Last night quondam and I travelled down to see the Lord of the Rings Symphony at the Royal Albert Hall. It was a thought provoking piece on a number of levels, and had me considering music, the playstation generation, bubbles and how to commit murder quietly and quickly.
First up the music. It was tremendous, though the very talented soloist really struggled making the pop songs sound interesting. Her technical quality somehow dampened down the more raw voices on the orginal recordings - especially the case with Gollum's Song (one of my favourites). Lots of top choral action (a growing soft spot for me) and string instruments (playing a chord on my heart strings). There was also a nod to my more contemporary tastes, and the Uruk clashing noise (you'll know it if you know it) is made by a roving percussionist hitting a metal sheet while wearing a boxing glove (or that's what it looked like).
I did start thinking of the credibility of such music - and how this "movie soundtrack" has become a "symphony" - something that I always associate with central european men with wigs. Would Mozart be writing for George Lucas these days? Are movie scores the operetta of the 21st century?
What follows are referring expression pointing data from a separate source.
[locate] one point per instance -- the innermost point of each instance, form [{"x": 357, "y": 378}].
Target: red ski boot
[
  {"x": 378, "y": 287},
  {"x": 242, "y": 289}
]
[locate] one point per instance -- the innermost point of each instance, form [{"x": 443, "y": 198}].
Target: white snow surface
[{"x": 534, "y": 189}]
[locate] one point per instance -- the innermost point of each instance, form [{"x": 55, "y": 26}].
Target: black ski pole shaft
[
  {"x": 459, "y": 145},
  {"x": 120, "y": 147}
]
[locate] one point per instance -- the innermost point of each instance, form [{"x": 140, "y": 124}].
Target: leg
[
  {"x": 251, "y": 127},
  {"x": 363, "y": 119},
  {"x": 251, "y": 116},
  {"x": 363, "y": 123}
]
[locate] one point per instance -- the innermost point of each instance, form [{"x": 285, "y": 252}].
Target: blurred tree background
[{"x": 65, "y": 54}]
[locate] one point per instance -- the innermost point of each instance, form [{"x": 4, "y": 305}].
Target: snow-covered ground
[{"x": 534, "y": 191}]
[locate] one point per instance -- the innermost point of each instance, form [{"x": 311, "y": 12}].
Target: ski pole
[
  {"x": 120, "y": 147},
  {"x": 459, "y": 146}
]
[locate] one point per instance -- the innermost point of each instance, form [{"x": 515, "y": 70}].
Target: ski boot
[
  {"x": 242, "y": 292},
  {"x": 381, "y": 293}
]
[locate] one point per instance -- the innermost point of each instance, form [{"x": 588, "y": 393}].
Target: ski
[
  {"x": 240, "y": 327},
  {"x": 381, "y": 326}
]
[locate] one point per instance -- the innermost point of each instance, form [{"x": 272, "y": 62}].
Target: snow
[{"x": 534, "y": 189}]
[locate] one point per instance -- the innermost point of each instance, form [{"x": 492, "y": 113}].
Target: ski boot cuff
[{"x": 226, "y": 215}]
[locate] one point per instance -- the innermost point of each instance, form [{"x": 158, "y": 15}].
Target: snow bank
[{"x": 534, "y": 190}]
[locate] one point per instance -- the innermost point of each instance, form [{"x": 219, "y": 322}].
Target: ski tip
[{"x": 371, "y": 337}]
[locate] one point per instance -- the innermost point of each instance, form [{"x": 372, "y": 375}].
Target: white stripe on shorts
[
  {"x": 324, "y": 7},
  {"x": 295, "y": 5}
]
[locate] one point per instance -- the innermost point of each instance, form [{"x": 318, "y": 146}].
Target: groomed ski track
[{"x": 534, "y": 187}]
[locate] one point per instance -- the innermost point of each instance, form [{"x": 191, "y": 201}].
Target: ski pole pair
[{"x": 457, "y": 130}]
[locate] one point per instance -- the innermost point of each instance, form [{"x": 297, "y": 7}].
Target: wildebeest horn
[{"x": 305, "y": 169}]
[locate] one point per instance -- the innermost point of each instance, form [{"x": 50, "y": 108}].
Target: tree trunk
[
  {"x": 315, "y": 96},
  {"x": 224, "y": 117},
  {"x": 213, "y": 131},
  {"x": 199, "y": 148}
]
Answers on a postcard.
The hall itself had a huge projection screen over the orchestra. On this was beamed a "powerpoint" showing the rough position of the music in the narrative using John Howe's drawings. I'm not sure what I made of it. To some extent it felt like the director had decided that the (mixed age) audience needed something to watch as well as they listened, and that the orchestra itself wouldn't hold their attention - which I felt rather patronising and unnecessary; but then it was nice to be reminded of how the music did itself tell a story. On balance I'd rather have done without it - or at least had a "slide show" of stills rather than the zooming and panning of images that seemed half way to a pop-video.
Finally bubbles. Whether I'm in the cinema, theatre, or listening to music I tend to try and erect a personal forcefield and do pretty well in keeping the rest of reality at arms length. This is why I don't like to talk in the cinema, theatre, Royal Albert Hall or even when I'm watching TV (though differentiate between watching and background noise). So, I don't want you bursting my bubble with noisy sweet wrappers (two people immediately in front with their eclairs); conversation (two people immediately to the left) or mobile phone (somewhere behind and to the right). Just get a grip!
However I was myself apparently "breathing too loudly through my nose" (quondam) and I'll save a special rant for users of flash...
Just say no!
Dear user of camera inside hall:
- The programme says "No cameras"
- Your flash will not reach the stage - it will only illuminate the heads of the people in front of you
- Your picture will be crap
- Just because everyone else is doing it doesn't mean you should.